From a practical perspective, the prospect of the average citizen in an Africa country being able to afford their own treatment in the foreseeable future is highly unlikely. In 2011, the GDP Purchasing Power Parity per capita (PPP) of every state in Africa was less than $25,000 with more than 85% of countries coming in below $10,000. This means that even a yearly treatment cost of $86 (the price in 2007 for the most common ARV combination) is well outside the average family budget (Schneider, 10). Couple this poverty with a widespread economic disparity (i.e., GINI index rating for the few African states that have a rating) and the likelihood that most Africans living with AIDS will ever be able to afford their own treatment is nil.
Even in a relatively wealthy country such as South Africa, 50% of its HIV/AIDS funding is externally sourced (Lyman, 79-80). As countries like South Africa make steps broaden access to treatment, they are forced to cut or freeze funding for other health initiatives. The commentary of a trio of South African bioethicists carries applicability beyond the borders of their nation: “It would be medically, politically and morally—and probably—legally—unacceptable for expanded treatment of the HIV population to come at an unacceptable cost to patients who bear the burden of other chronic diseases and health conditions . . .” (Lyman, 80). The call for universal access as a moral imperative is a slippery slope. While few would make the emotional argument that a poor man in Senegal does not deserve access to the same second-line ARV as a wealthy one in Chicago—the follow-on reasoning then assumes the same should be said for cancer treatment and costly organ transplants, etc. (Schneider, 4). Meanwhile, the overwhelming apportionment of humanitarian assistance toward HIV/AIDS the past decade amounts to wealthy states playing God as they decide which diseases and social conditions are the most important.

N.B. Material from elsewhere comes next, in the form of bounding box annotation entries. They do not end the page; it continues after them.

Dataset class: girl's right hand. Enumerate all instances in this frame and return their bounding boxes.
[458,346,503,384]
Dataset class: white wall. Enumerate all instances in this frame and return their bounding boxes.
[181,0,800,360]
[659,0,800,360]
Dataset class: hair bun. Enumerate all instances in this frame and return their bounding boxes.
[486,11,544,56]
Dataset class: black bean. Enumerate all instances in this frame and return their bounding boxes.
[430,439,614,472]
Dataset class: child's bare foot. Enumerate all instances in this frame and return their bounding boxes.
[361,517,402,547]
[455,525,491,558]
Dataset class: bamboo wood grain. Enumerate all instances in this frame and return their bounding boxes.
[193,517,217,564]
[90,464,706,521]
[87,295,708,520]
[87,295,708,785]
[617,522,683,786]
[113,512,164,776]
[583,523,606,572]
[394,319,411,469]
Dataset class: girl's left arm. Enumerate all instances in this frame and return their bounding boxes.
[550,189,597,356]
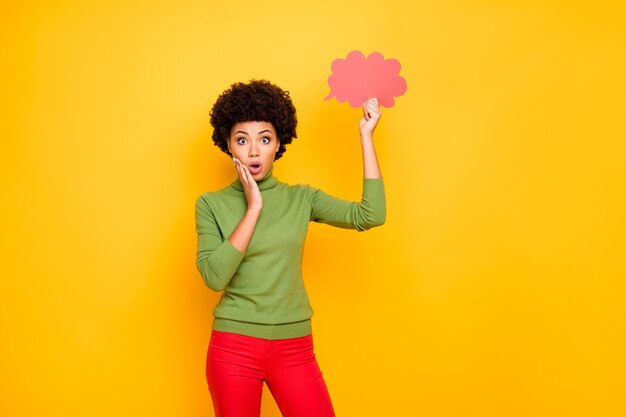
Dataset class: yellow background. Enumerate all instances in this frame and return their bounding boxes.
[0,0,626,417]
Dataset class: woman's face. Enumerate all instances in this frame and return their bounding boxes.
[228,122,280,181]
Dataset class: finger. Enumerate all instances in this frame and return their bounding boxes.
[363,101,370,120]
[235,159,248,186]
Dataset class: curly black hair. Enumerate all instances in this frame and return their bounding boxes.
[211,80,298,159]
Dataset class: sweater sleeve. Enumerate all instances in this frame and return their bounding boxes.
[311,178,386,231]
[196,196,245,291]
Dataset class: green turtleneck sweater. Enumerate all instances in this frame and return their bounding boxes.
[196,171,385,339]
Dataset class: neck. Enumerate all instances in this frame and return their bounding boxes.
[231,167,278,191]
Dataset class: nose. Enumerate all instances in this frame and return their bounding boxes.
[248,142,259,158]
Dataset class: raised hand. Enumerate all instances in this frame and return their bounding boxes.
[359,98,382,137]
[233,158,263,211]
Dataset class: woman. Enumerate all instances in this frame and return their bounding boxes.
[196,81,385,417]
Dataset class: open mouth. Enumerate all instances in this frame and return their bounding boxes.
[248,162,261,175]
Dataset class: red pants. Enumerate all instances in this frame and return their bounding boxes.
[206,330,335,417]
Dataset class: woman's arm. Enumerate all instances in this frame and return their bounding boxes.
[228,158,263,252]
[311,98,386,231]
[359,98,382,178]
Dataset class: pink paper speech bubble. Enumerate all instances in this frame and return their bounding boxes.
[324,51,406,108]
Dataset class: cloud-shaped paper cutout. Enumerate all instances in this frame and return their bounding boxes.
[325,51,406,107]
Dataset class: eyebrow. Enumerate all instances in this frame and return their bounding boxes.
[235,129,272,135]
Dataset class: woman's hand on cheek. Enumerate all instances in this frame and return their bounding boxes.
[233,158,263,211]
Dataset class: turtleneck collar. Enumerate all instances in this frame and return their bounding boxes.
[230,166,278,191]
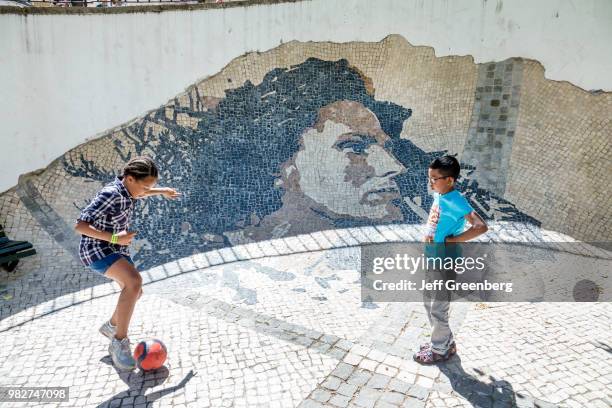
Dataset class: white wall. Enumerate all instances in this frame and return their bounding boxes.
[0,0,612,191]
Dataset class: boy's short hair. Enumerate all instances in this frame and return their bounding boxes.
[429,155,461,181]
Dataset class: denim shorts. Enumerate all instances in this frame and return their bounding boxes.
[89,252,134,275]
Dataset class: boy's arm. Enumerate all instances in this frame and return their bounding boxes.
[446,211,489,242]
[144,187,181,198]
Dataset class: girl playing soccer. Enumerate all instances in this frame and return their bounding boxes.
[75,157,180,369]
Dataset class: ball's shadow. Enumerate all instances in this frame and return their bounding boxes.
[98,356,196,408]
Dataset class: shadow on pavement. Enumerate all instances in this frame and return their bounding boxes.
[97,356,196,408]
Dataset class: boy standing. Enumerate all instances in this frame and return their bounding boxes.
[413,156,487,364]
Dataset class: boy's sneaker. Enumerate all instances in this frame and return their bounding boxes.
[100,320,117,340]
[108,337,136,370]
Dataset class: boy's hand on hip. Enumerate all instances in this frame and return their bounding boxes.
[117,231,137,246]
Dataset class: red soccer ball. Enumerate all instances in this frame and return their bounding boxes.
[134,339,168,371]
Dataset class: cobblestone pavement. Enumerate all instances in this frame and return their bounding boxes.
[0,227,612,407]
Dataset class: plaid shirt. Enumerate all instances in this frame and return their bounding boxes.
[77,177,136,266]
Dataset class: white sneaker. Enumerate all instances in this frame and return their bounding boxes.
[99,320,117,340]
[108,337,136,370]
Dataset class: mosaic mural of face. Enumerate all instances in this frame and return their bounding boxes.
[283,101,405,221]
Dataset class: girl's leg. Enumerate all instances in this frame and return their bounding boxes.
[105,258,142,340]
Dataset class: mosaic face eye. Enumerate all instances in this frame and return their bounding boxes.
[334,135,376,154]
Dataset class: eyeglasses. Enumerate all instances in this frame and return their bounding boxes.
[429,176,450,184]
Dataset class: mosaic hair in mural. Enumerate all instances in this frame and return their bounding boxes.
[64,58,537,267]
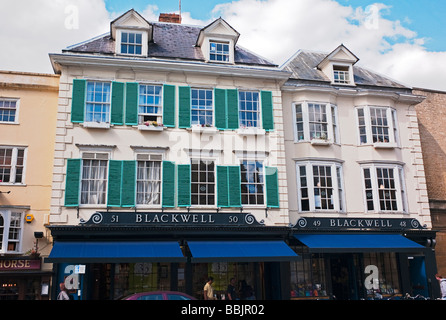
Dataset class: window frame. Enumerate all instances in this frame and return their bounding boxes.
[209,39,231,63]
[296,160,346,213]
[0,209,25,254]
[138,83,164,126]
[0,97,20,124]
[190,157,218,208]
[355,105,400,148]
[190,87,215,128]
[137,152,164,208]
[83,79,113,128]
[238,90,263,129]
[118,30,144,56]
[0,145,28,185]
[240,158,267,208]
[79,150,111,208]
[292,101,340,144]
[361,163,408,213]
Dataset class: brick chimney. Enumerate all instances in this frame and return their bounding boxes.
[158,13,181,23]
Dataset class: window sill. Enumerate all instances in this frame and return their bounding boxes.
[311,139,333,146]
[138,124,164,131]
[191,125,218,134]
[373,142,397,149]
[235,127,266,136]
[81,122,110,129]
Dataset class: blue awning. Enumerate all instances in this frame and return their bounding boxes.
[187,241,298,262]
[45,241,186,263]
[294,234,425,252]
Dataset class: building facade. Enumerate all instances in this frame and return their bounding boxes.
[282,45,439,299]
[47,10,297,299]
[0,71,59,300]
[413,88,446,275]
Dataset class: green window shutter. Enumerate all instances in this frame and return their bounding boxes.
[162,161,175,208]
[178,87,190,128]
[125,82,139,125]
[71,79,87,123]
[163,84,175,127]
[226,89,239,130]
[214,88,227,130]
[65,159,82,207]
[217,166,229,207]
[121,160,136,207]
[265,167,279,208]
[177,164,191,207]
[228,166,242,207]
[110,81,124,125]
[260,91,274,131]
[107,160,122,207]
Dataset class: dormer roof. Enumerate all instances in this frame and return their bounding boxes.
[196,17,240,47]
[317,44,359,70]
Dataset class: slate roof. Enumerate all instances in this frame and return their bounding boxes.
[282,50,409,89]
[63,22,277,67]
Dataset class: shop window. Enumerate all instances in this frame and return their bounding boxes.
[290,247,328,299]
[364,252,402,299]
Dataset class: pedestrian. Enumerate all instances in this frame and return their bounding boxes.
[435,273,446,300]
[227,277,240,300]
[203,277,215,300]
[57,282,70,300]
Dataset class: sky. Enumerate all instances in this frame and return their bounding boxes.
[0,0,446,91]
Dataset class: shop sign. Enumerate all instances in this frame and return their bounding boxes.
[295,218,424,230]
[0,259,41,271]
[81,212,264,226]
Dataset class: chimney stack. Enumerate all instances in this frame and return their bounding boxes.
[158,13,181,24]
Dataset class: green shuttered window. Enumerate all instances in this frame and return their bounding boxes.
[65,159,82,207]
[71,79,87,123]
[265,167,279,208]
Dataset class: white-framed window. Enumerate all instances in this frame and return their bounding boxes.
[85,81,111,123]
[138,84,163,125]
[296,161,345,212]
[0,98,19,123]
[191,158,216,206]
[0,146,26,184]
[361,164,407,212]
[191,88,214,127]
[333,65,351,84]
[138,154,163,206]
[293,101,339,143]
[80,152,109,205]
[240,160,265,206]
[356,106,399,146]
[209,40,229,62]
[0,210,23,253]
[121,31,143,55]
[238,91,261,128]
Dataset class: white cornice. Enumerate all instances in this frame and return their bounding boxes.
[49,53,291,81]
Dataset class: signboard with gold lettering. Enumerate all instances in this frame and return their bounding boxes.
[0,258,41,272]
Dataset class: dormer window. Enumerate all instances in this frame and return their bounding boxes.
[209,41,229,62]
[121,31,142,55]
[333,65,350,84]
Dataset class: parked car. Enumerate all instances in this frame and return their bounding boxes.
[122,291,197,300]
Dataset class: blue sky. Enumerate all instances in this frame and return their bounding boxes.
[0,0,446,91]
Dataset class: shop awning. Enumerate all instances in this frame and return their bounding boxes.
[187,241,298,262]
[45,241,186,263]
[294,234,425,252]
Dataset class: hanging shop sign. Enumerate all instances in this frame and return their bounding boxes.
[295,218,425,231]
[81,212,264,226]
[0,258,41,271]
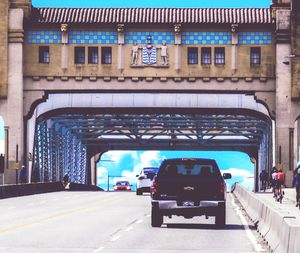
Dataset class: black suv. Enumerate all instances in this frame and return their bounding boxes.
[151,158,231,227]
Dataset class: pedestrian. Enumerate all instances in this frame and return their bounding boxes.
[292,168,300,207]
[270,166,278,196]
[19,165,26,184]
[259,170,268,191]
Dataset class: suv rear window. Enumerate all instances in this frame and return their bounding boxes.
[159,161,221,178]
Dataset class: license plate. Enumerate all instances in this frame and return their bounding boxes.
[182,200,195,206]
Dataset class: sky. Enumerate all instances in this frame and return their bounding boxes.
[32,0,272,8]
[97,151,254,190]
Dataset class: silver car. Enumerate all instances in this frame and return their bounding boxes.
[136,167,158,195]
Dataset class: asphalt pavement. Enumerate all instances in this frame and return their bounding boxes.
[0,192,270,253]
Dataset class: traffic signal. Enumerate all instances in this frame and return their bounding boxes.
[0,154,4,173]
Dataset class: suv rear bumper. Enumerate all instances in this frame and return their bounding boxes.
[152,200,225,216]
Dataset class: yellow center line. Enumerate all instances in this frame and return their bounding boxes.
[0,194,129,234]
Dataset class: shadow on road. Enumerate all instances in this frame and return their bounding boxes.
[164,223,255,230]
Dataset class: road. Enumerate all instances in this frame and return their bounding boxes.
[0,192,269,253]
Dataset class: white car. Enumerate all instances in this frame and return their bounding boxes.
[136,167,158,195]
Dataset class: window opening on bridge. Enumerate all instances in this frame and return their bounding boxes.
[201,47,211,65]
[74,47,85,64]
[88,47,98,64]
[215,47,225,64]
[188,47,198,64]
[39,46,50,63]
[101,47,112,64]
[250,47,261,65]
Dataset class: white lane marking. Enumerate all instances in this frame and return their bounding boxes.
[125,227,133,232]
[110,235,121,242]
[94,247,104,253]
[231,198,264,252]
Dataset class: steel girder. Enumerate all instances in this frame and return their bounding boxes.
[45,113,271,149]
[32,119,88,183]
[32,111,272,183]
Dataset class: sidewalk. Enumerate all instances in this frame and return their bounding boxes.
[233,185,300,253]
[255,188,300,220]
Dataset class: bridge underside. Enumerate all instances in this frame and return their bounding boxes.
[32,108,272,190]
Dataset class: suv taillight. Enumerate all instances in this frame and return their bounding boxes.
[220,182,226,193]
[151,179,158,195]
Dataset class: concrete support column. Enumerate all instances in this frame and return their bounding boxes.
[90,153,101,185]
[117,24,125,72]
[275,44,294,186]
[5,9,25,183]
[174,24,181,72]
[275,9,294,186]
[60,24,69,70]
[231,24,239,73]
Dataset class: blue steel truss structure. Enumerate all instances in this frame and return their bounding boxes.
[31,120,88,184]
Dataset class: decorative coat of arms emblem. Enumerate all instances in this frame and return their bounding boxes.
[143,35,157,65]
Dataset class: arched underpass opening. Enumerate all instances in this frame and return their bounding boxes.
[31,108,272,190]
[97,150,254,191]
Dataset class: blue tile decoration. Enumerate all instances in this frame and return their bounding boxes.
[27,31,118,44]
[26,31,272,45]
[181,32,231,45]
[68,31,118,44]
[238,32,272,45]
[125,32,175,45]
[27,31,61,44]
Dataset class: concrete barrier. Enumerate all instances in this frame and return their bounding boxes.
[233,184,300,253]
[0,182,64,199]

Today, HIV/AIDS certainly no longer carries a death sentence for those with access to and the means to pay for ARV treatment. Without a vaccine or cure, however, much is still unknown about the long-term path and associated costs of the disease. With no official U.S. policy (i.e., funding) focused on finding a cure or vaccine, that “no major viral epidemic [was ever] defeated without a vaccine” must serve as a stark warning for those trying to determine the future of U.S. fiscal support (Lyman, 84). Even if a vaccine were to be discovered in the near future, the infrastructure does not exist in most Africa states (or the U.S.) to immunize hundreds of millions of adults (Schneider, 2). In the meantime, with aging patients increasingly requiring second and third-line ARV treatment it is difficult to predict what the coming century will hold. It is clear, however, that the U.S. must depart from a short-sighted policy that fails to focus on treating both the cause (i.e., prevention and poverty) and the cure (i.e., health care infrastructure). If the United States does not devise a strategy by which it can withdraw from bilateral commitments that will become increasingly unaffordable in the future, AIDS may end up spelling a death sentence for the nation’s influence and prestige around the globe.